Review: The Winslow Boy or The Winslow Girl as I'd rename it
17/04/2013
Radio 4 Front Row presenter and journalist Mark Lawson writes in The Winslow Boy programme about the significance of father-son relationships in Terence Rattigan plays and in this play in particular. He recalls first seeing it with his father and how his father had been brought to rarely seen tears.
My dad had had a stressful relationship with his own father and so perhaps the play spoke to him, as it has to generations of this nation's males and those who have to raise or live with them.
And yes, the father-son relationship is interesting but to me, perhaps as a woman, it was the father-daughter relationship that was more so. Perhaps it is also because interesting and prominent female characters in plays aren't as prolific as they should be. If I could only select one thing to praise in Terence Rattigan's work it would be that he writes great parts for women.
In The Winslow Boy, the story is of Arthur Winslow (Henry Goodman) who is obsessed with getting a fair trial for his school boy son Ronnie (Charlie Rowe) who's been expelled for stealing. However, it is Catherine Winslow (Naomi Frederick) who stands by and supports her father the most convincingly. She's a suffragette with intelligent and informed opinions who can hold her own in conversation, standing up to the celebrated, sharp and unemotional barrister Sir Robert Morton (Peter Sullivan).
Her brothers on the other hand, well, little Ronnie, aside from a couple of scenes is fairly peripheral. This is about the right to a fair trial under the British system of justice, challenging the politics of pre-World War I Britain rather than merely clearing Ronnie's name. Indeed he doesn't seem to be overly concerned by anything that is going on around him.
Dickie (Nick Hendrix) on the other hand just wants to dance and hang out with girls. He isn't completely naive and only offers a glimpse of frustration before resignation at his inevitable early withdrawal from Oxford due to his father's diminishing funds. Otherwise he doesn't offer much by way of dynamic except that he gets on rather charmingly with his much smarter sister.
There is the stereotypical tactless maid (Wendy Nottingham) whom the Winslow's can't bring themselves to lay off, in that very British way and a lovable but not the sharpest of mothers (Deborah Findlay). But I kept coming back to Catherine and her relationships with the men in the story, her father, her fiance, the rebuffed suitor and Sir Robert. She loses the most during play and her story afterwards is the one that is potentially the most interesting. It is not Ronnie or Dickie or Arthur you really feel or root for.

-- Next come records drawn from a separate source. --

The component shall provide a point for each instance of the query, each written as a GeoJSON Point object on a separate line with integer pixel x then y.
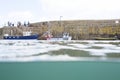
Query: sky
{"type": "Point", "coordinates": [49, 10]}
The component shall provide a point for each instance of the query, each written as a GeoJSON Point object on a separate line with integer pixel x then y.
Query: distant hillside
{"type": "Point", "coordinates": [78, 29]}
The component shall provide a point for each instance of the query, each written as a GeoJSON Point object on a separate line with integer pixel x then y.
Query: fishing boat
{"type": "Point", "coordinates": [65, 36]}
{"type": "Point", "coordinates": [26, 36]}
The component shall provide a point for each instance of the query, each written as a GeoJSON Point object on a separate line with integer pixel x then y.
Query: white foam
{"type": "Point", "coordinates": [23, 50]}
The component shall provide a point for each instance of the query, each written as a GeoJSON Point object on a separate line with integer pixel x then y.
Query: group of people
{"type": "Point", "coordinates": [18, 24]}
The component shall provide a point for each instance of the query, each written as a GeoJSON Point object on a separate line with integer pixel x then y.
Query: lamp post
{"type": "Point", "coordinates": [116, 22]}
{"type": "Point", "coordinates": [60, 21]}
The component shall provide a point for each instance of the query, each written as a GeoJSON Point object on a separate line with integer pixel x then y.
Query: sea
{"type": "Point", "coordinates": [59, 60]}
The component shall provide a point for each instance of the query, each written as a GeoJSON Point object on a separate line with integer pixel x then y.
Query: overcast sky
{"type": "Point", "coordinates": [44, 10]}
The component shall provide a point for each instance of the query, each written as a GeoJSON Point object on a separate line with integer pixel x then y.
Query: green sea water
{"type": "Point", "coordinates": [71, 70]}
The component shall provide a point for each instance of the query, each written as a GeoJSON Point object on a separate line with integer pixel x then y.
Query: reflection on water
{"type": "Point", "coordinates": [36, 50]}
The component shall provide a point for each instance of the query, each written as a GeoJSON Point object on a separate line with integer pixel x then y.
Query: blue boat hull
{"type": "Point", "coordinates": [35, 36]}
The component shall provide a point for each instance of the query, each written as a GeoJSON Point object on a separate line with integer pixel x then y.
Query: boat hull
{"type": "Point", "coordinates": [35, 36]}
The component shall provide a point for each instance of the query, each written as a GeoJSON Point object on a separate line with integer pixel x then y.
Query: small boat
{"type": "Point", "coordinates": [65, 36]}
{"type": "Point", "coordinates": [26, 36]}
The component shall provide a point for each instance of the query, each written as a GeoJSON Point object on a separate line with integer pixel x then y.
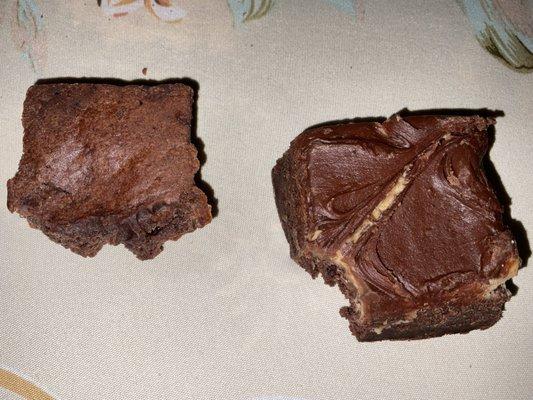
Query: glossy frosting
{"type": "Point", "coordinates": [406, 207]}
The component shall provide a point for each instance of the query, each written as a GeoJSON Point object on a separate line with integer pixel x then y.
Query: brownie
{"type": "Point", "coordinates": [109, 164]}
{"type": "Point", "coordinates": [401, 217]}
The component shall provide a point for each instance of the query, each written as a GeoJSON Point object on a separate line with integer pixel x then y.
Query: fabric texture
{"type": "Point", "coordinates": [224, 313]}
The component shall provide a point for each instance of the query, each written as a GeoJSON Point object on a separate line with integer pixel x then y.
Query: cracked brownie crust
{"type": "Point", "coordinates": [401, 217]}
{"type": "Point", "coordinates": [109, 164]}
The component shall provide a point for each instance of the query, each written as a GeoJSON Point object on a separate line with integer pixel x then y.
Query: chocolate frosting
{"type": "Point", "coordinates": [406, 207]}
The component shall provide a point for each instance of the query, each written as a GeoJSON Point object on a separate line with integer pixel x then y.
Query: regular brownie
{"type": "Point", "coordinates": [401, 217]}
{"type": "Point", "coordinates": [109, 164]}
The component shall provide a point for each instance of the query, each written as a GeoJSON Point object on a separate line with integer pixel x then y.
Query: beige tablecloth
{"type": "Point", "coordinates": [224, 313]}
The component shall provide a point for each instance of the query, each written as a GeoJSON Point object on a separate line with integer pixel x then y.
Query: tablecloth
{"type": "Point", "coordinates": [224, 313]}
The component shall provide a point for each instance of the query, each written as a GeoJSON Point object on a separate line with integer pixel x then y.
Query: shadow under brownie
{"type": "Point", "coordinates": [109, 164]}
{"type": "Point", "coordinates": [400, 216]}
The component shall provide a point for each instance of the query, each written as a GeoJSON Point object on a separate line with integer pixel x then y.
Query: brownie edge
{"type": "Point", "coordinates": [105, 164]}
{"type": "Point", "coordinates": [400, 216]}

The Winslow Boy is probably the wittiest of Rattigan's plays I've seen to date with some great laugh out loud lines and tragedy 'light' compared to The Deep Blue Sea, After the Dance, Cause Celebre and Flare Path. And this is a cracking production, beautifully acted although I do think Charlie Rowe is physically too big to convince as a 14-year-old.
For me the joy came from the women and in particular Catherine and I'd be tempted to rename it The Winslow Girl.

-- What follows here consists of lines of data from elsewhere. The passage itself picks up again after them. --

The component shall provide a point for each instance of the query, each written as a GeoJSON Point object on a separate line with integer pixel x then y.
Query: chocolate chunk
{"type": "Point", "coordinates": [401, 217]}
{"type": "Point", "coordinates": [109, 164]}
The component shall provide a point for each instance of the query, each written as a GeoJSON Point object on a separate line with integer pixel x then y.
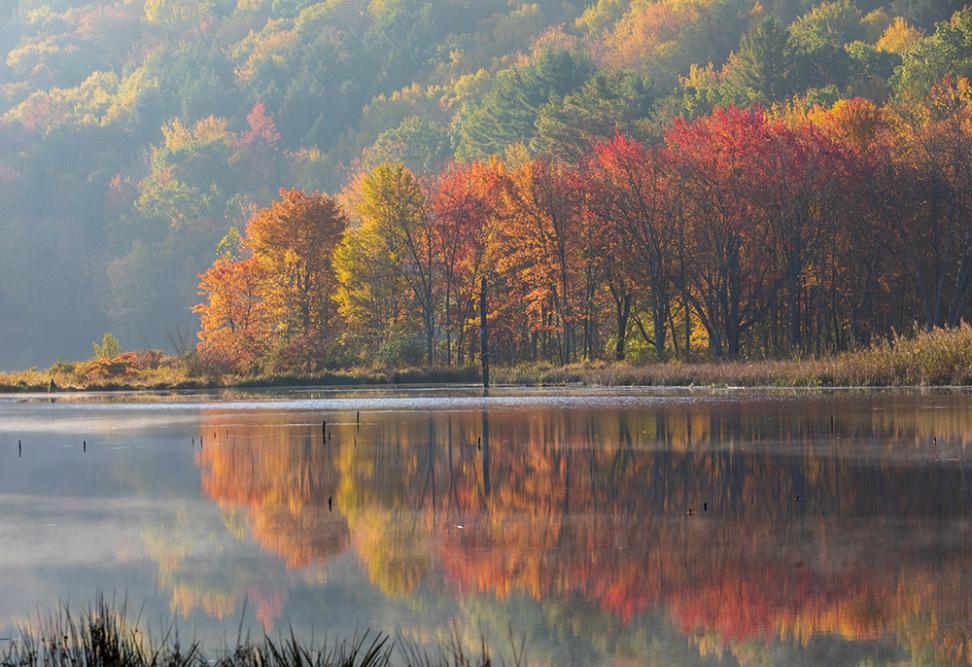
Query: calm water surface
{"type": "Point", "coordinates": [603, 527]}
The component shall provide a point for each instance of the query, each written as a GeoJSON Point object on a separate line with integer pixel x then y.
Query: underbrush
{"type": "Point", "coordinates": [941, 357]}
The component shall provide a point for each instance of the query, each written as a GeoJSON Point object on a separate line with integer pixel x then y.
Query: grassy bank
{"type": "Point", "coordinates": [103, 636]}
{"type": "Point", "coordinates": [942, 357]}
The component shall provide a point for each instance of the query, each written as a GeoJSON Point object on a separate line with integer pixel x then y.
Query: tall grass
{"type": "Point", "coordinates": [102, 636]}
{"type": "Point", "coordinates": [941, 357]}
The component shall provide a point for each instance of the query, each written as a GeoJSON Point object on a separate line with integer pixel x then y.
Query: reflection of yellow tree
{"type": "Point", "coordinates": [282, 478]}
{"type": "Point", "coordinates": [592, 505]}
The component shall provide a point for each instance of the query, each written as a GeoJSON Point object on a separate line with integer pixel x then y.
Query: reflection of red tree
{"type": "Point", "coordinates": [559, 520]}
{"type": "Point", "coordinates": [283, 482]}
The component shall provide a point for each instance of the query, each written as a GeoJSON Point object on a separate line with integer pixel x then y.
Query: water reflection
{"type": "Point", "coordinates": [783, 522]}
{"type": "Point", "coordinates": [715, 530]}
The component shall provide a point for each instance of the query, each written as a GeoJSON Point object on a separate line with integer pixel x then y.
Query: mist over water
{"type": "Point", "coordinates": [696, 528]}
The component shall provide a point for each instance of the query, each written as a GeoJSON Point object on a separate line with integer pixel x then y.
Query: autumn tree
{"type": "Point", "coordinates": [394, 202]}
{"type": "Point", "coordinates": [631, 196]}
{"type": "Point", "coordinates": [727, 245]}
{"type": "Point", "coordinates": [539, 244]}
{"type": "Point", "coordinates": [279, 297]}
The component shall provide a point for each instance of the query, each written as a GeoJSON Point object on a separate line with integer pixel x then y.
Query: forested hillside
{"type": "Point", "coordinates": [139, 137]}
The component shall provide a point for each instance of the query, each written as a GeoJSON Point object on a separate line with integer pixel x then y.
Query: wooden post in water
{"type": "Point", "coordinates": [483, 333]}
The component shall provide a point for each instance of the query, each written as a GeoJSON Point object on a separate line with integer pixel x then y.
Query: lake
{"type": "Point", "coordinates": [619, 527]}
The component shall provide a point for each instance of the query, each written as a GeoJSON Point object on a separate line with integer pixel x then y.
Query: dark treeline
{"type": "Point", "coordinates": [741, 233]}
{"type": "Point", "coordinates": [135, 134]}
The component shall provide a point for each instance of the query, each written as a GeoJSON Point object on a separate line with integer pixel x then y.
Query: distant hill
{"type": "Point", "coordinates": [136, 133]}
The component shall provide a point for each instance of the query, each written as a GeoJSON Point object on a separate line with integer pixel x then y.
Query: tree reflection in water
{"type": "Point", "coordinates": [740, 523]}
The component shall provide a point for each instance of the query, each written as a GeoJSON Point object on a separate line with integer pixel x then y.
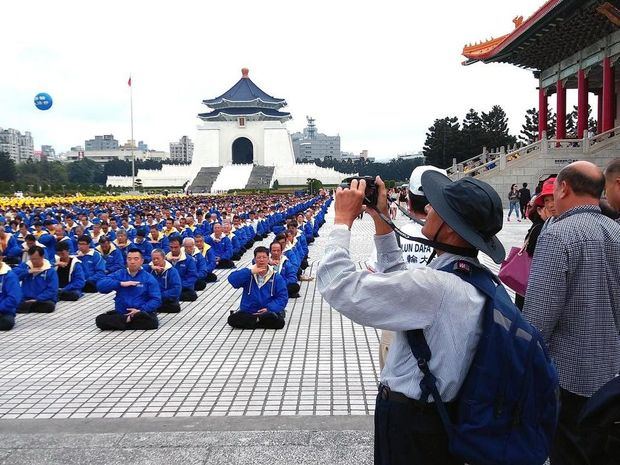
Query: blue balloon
{"type": "Point", "coordinates": [43, 101]}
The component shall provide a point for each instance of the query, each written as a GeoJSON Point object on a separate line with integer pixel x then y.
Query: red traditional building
{"type": "Point", "coordinates": [569, 44]}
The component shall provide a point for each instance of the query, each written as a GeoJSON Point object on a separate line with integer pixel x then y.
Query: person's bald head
{"type": "Point", "coordinates": [612, 184]}
{"type": "Point", "coordinates": [580, 183]}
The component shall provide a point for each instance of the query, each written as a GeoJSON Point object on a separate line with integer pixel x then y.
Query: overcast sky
{"type": "Point", "coordinates": [377, 73]}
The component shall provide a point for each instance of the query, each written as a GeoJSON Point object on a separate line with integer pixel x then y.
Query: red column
{"type": "Point", "coordinates": [582, 103]}
{"type": "Point", "coordinates": [542, 111]}
{"type": "Point", "coordinates": [608, 95]}
{"type": "Point", "coordinates": [599, 113]}
{"type": "Point", "coordinates": [560, 132]}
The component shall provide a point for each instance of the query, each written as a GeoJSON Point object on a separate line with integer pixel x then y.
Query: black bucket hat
{"type": "Point", "coordinates": [470, 207]}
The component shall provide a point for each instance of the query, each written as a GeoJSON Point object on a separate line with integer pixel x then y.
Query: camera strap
{"type": "Point", "coordinates": [463, 251]}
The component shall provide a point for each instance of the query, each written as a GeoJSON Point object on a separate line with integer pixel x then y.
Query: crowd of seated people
{"type": "Point", "coordinates": [153, 253]}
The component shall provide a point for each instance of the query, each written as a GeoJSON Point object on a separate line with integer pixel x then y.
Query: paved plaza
{"type": "Point", "coordinates": [195, 385]}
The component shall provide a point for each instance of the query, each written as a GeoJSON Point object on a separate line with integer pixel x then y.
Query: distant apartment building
{"type": "Point", "coordinates": [311, 144]}
{"type": "Point", "coordinates": [182, 151]}
{"type": "Point", "coordinates": [105, 142]}
{"type": "Point", "coordinates": [20, 147]}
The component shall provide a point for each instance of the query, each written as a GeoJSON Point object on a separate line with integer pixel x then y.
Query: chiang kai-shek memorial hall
{"type": "Point", "coordinates": [241, 143]}
{"type": "Point", "coordinates": [571, 46]}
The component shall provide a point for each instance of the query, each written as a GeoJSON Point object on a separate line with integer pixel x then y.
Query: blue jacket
{"type": "Point", "coordinates": [273, 294]}
{"type": "Point", "coordinates": [114, 260]}
{"type": "Point", "coordinates": [186, 266]}
{"type": "Point", "coordinates": [93, 265]}
{"type": "Point", "coordinates": [145, 297]}
{"type": "Point", "coordinates": [77, 280]}
{"type": "Point", "coordinates": [221, 248]}
{"type": "Point", "coordinates": [10, 292]}
{"type": "Point", "coordinates": [169, 282]}
{"type": "Point", "coordinates": [201, 263]}
{"type": "Point", "coordinates": [145, 247]}
{"type": "Point", "coordinates": [209, 255]}
{"type": "Point", "coordinates": [38, 286]}
{"type": "Point", "coordinates": [287, 270]}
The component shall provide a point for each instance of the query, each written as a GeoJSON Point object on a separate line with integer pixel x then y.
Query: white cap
{"type": "Point", "coordinates": [415, 181]}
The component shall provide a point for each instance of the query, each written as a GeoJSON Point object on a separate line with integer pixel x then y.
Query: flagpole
{"type": "Point", "coordinates": [133, 157]}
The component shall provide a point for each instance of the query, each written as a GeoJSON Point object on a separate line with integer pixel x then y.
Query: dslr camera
{"type": "Point", "coordinates": [371, 194]}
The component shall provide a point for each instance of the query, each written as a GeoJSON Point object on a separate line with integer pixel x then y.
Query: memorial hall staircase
{"type": "Point", "coordinates": [260, 177]}
{"type": "Point", "coordinates": [204, 179]}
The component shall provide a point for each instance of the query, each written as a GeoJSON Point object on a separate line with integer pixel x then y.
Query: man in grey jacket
{"type": "Point", "coordinates": [464, 218]}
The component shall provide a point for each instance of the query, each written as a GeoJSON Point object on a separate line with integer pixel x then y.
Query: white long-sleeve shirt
{"type": "Point", "coordinates": [448, 309]}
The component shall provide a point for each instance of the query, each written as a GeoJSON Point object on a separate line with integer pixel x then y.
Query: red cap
{"type": "Point", "coordinates": [547, 189]}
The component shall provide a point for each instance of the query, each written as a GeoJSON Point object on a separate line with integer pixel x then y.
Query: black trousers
{"type": "Point", "coordinates": [113, 321]}
{"type": "Point", "coordinates": [408, 432]}
{"type": "Point", "coordinates": [225, 263]}
{"type": "Point", "coordinates": [6, 322]}
{"type": "Point", "coordinates": [43, 306]}
{"type": "Point", "coordinates": [90, 287]}
{"type": "Point", "coordinates": [69, 296]}
{"type": "Point", "coordinates": [293, 290]}
{"type": "Point", "coordinates": [244, 320]}
{"type": "Point", "coordinates": [169, 306]}
{"type": "Point", "coordinates": [188, 295]}
{"type": "Point", "coordinates": [568, 445]}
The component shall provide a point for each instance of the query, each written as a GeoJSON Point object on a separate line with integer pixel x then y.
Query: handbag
{"type": "Point", "coordinates": [515, 270]}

Definitely worth a look if you like Rattigan, The Winslow Boy runs at the Old Vic Theatre until May 25. Snap up the half price tickets at the booth in Leicester Square.
Production shot by Tristram Kenton.
Recently seen:
Third Finger, Left Hand, Trafalgar Studios 2
Before the Party, Almeida Theatre
RS/BW 6DS
No need for the Kevin Spacey fall back, Richard Teverson who plays John Watherstone was in Brideshead Revisited and Peter Sullivan was in Nathan Barley. Between the two of them they must have met Mr W at some point during filming.